Open djtfmartin opened 1 year ago
is anyone looking into this one ?
Thanks @djtfmartin for flagging these. I'll check with the biocollect team on the duplicated drs that's created. The data resources are currently created automatically by biocollect when the project is setup.
The preingestion job currently only harvest those dataresources from this api https://ecodata.ala.org.au/ws//record/listHarvestDataResource?max=200&offset=0&sort=asc
@temi
Looks like licenses are provided at record level. @temi these duplicates from biocollect are still appearing in the collectory.... is this related to https://github.com/AtlasOfLivingAustralia/biocollect/issues/1509 ?

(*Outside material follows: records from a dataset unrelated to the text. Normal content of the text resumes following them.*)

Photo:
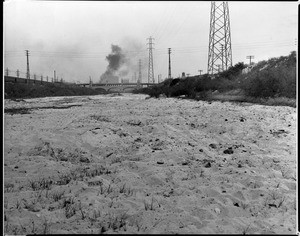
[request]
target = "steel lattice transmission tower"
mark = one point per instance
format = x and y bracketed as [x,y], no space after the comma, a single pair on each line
[150,66]
[219,54]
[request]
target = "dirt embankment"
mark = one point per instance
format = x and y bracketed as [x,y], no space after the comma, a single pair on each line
[133,165]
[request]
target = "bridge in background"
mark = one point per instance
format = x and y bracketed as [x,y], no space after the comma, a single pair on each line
[117,87]
[113,87]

Thanks for letting me know @djtfmartin @peggynewman. I thought this was fixed. But unfortunately there was a silent error which is causing this issue. I have a fix for it and will deploy it soon.

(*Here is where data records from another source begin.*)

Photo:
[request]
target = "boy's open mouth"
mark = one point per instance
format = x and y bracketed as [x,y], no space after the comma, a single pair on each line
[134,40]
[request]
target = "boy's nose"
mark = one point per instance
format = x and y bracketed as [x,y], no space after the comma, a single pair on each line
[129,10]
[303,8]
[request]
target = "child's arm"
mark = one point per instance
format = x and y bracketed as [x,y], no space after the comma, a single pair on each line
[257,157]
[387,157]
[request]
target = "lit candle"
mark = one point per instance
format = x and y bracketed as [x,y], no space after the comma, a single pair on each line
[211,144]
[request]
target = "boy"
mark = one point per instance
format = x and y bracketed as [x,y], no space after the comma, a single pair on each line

@peggynewman @pbrenton @patkyn FYI, I have updated the data resource id on 127 projects. This will cause a big release of records from BioCollect on the next ingest. There are around 162,460 at the moment.
The airflow preingestion job that adds BioCollect datasets is not setting the licence in the collectory. The last BioCollect harvested added 211 new datasets, all of which dont have licences. Example recently added: https://collections.ala.org.au/public/show/dr22260
In addition duplicates are being added:
See recent work on #934 to clean up these.
cc @peggynewman